Siedziałam pod kocem na tym samym szpitalnym łóżku. Myśl o Jungkooku siedziała we mnie nawet w chwili badań. Lekarz bez żadnych przeszkód przekazał mi, że mam problemy z sercem. Moje tętno było zbyt wysokie a głowa strasznie pulsowała. Przepisał mi mocne tabletki na uspokojenie i podał kolejne terminy badań. Ostatnio często w szpitalach można spotkać młode osoby z takimi problemami. Przyczyny to przepracowanie, bezsenność czy tak jak u mnie niedożywienie. Osobiście myślę, że nigdy nie opuściłam posiłkuów...więc nie wiem dlaczego tak wyszło. Doktor polecił mi również spotkanie z dietetykiem, który po badaniach zleci kilka bardzo pożywnych dań. Chodź myślę, że to nie potrzebne...sama dam sobie radę.
- Zostanę tu z tobą na noc- Jay w końcu usiadł na małej kanapie obok.- nie chce żeby on tu z tobą spał.
- Dzięki- westchnęłam ciężko- przyniesiesz mi wodę proszę? Na końcu korytarza jest automat.
Chłopak pokiwał głową i wyciągając drobniaki z kieszeni wyszedł z sali. Ciągle miałam przed oczami uśmiech Jeona. Przy mnie śmiał się tak samo. To chyba nic dziwnego, że oczekuje żeby chociaż trochę się mną zaopiekował. Liczyłam, że będzie tu zamiast Jaya cały czas przy mnie. A zamiast tego siedzi tam z tą szmatą.
Podniosłam się do siadu słysząc otwierające się drzwi. Ku mojemu zdziwieniu nie był to Jay tylko Hoseok.
- Mei jak dobrze, że cię znalazłem- zdyszany usiadł na małej kanapie- pielęgniarki nie było na recepcji więc sam szukałem sali z twoim nazwiskiem.
- Co ty tu robisz?- zapytałam a na twarzy zagościł mi mały uśmieszek. Przynajmniej on sprawia, że się uśmiecham.
- Jungkook zadzwonił i powiedział, żebym odwiózł cię do domu od razu jak cię wypiszą.
- Słucham?- skrzywiłam się- zaraz czekaj. Gdzie jest Jungkook i co robi skoro cię tu wysłał?
- Przed chwilą pojechał gdzieś w pilnej sprawie.

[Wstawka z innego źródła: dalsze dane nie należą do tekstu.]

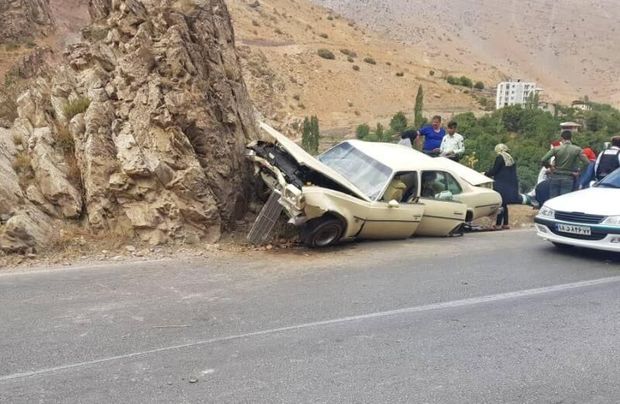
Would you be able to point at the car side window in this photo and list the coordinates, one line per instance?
(453, 185)
(402, 188)
(433, 184)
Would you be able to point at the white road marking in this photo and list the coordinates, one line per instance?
(408, 310)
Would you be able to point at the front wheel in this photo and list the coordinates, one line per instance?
(322, 232)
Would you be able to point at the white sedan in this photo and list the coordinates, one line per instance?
(589, 218)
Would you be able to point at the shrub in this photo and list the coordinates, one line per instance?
(455, 81)
(466, 81)
(326, 54)
(362, 131)
(12, 46)
(75, 106)
(398, 122)
(310, 137)
(64, 139)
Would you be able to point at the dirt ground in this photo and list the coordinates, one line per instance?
(84, 250)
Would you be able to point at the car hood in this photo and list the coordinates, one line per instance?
(593, 201)
(305, 159)
(473, 177)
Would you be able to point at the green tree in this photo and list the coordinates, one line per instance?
(379, 132)
(362, 131)
(310, 137)
(418, 120)
(466, 81)
(398, 122)
(315, 132)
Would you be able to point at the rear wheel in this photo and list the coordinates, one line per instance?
(322, 232)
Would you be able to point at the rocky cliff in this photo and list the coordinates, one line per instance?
(22, 19)
(142, 129)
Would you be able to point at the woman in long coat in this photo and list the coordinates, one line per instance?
(504, 172)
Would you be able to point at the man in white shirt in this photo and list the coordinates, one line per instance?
(452, 145)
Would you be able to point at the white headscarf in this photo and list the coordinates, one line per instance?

Jak parkowałem pod szpitalem widziałem, że wsiada z kimś do auta. Na początku myślałem, że to ty ale...- w tym miejscu urwał. Najwyraźniej zdał sobie sprawę co tak naprawdę mówi i co widział- o cie panie.
- Z kim wsiadł do auta?- zacisnęłam dłonie na kocu.

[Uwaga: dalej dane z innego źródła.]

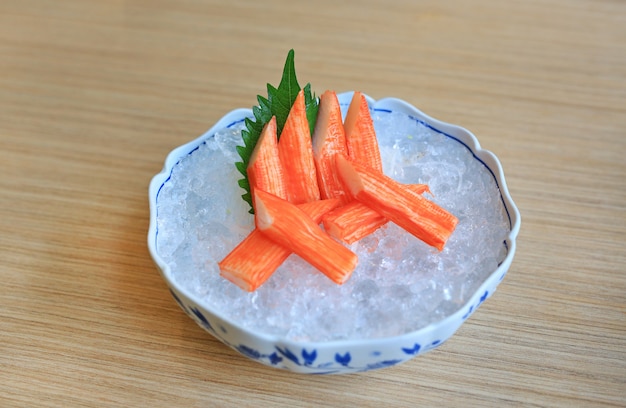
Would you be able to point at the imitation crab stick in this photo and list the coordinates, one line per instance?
(265, 171)
(289, 226)
(414, 213)
(255, 259)
(329, 140)
(356, 220)
(296, 155)
(361, 139)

- Widziałem tylko kobiece włosy...
Ty gnido pierdolony...
Złapałam za telefon, który leżał pod poduszką i był podpięty do ładowarki. Wybrałam numer Jungkooka i zadzwoniłam. Hoseok zaciskając zęby wstał i założył ręce na kark. Sam nie wiedział o co chodzi i widać było, że się przejął.

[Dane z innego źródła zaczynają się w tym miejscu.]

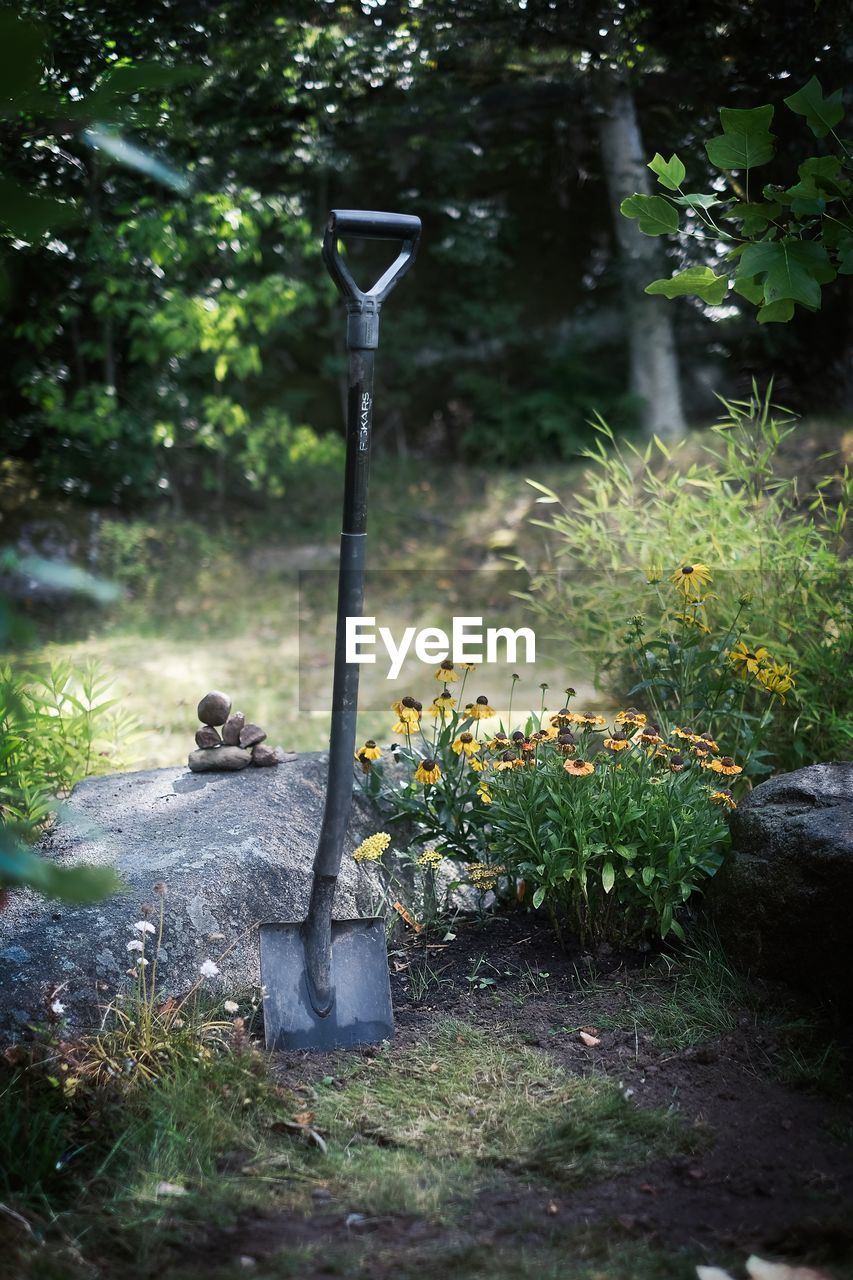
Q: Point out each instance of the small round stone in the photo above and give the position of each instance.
(250, 735)
(232, 727)
(214, 707)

- Halo- powiedziałam, gdy usłyszałam w telefonie cichą muzykę z radia auta.
- Mei?- Jungkook po wypowiedzeniu mojego imienia ściszył muzykę.
- Żadne kurwa Mei. Co ty odpierdalasz? Gdzie ty jesteś?
- Musiałam pilnie pojechać do firmy...
- Do firmy? Z Zenji?- Jungkook nie odezwał się. Słyszałam tylko dźwięk kierunkowskazu, który nigdy nie był tak denerwujący- świetnie. Dzięki za informacje.- rozłączyłam się rzucając telefon na koniec łóżka, gdzie odbił się od materaca i poleciał na dywan. Przejęty Hoseok podniósł go i odłożył na półkę.
- Nie przejmuj się Mała. Jungkook czasem musi na chwilę zniknąć a jak coś go gryzie ucieka do firmy. Po za tym...słyszałem jak mówisz o Zenji.
- Znasz ją?
- Tak. Wiesz znam się z Jeonem praktycznie od dzieciaka więc przeżyłem każdą jego "miłość". Z Zenji związał się od razu po rozstaniu z Yejin. W sumie to pewnie wiesz a raczej mam nadzieję- oparł się o ramę mojego łóżka na przeciwko mnie- mieli układ tylko na seks ale ten idiota zaczął coś do niej czuć mimo tego co mówiliśmy mu z Tae. Potem jakoś to poszło. Za jakiś czas poznał ciebie ale powiedział nam o tobie dość późno. Kazałem mu zerwać z Zenji bo widziałem, że ciebie inaczej traktuje. Jakbyś naprawdę była dla niego wszystkim. Zerwał z nią po tygodniu myślenia. Nie wspominał już o niej a ta wyjechała do Japonii do dziadka. Nie widziałem, że wróciła...
CZYTASZ
Egzaminator II ~ Jeon Jungkook~
RomanceKontynuacja opowieści "Egzaminator"~ Czy nowe osoby w życiu...te "niepozorne" zawsze oznaczają szczęście? Co jeśli pewnego dnia do twojego idealnego życia wejdzie ktoś kto zacznie je niszczyć i wyżerać jak wygłodniałe zwierzę. Mei i Jungkook dowiadu...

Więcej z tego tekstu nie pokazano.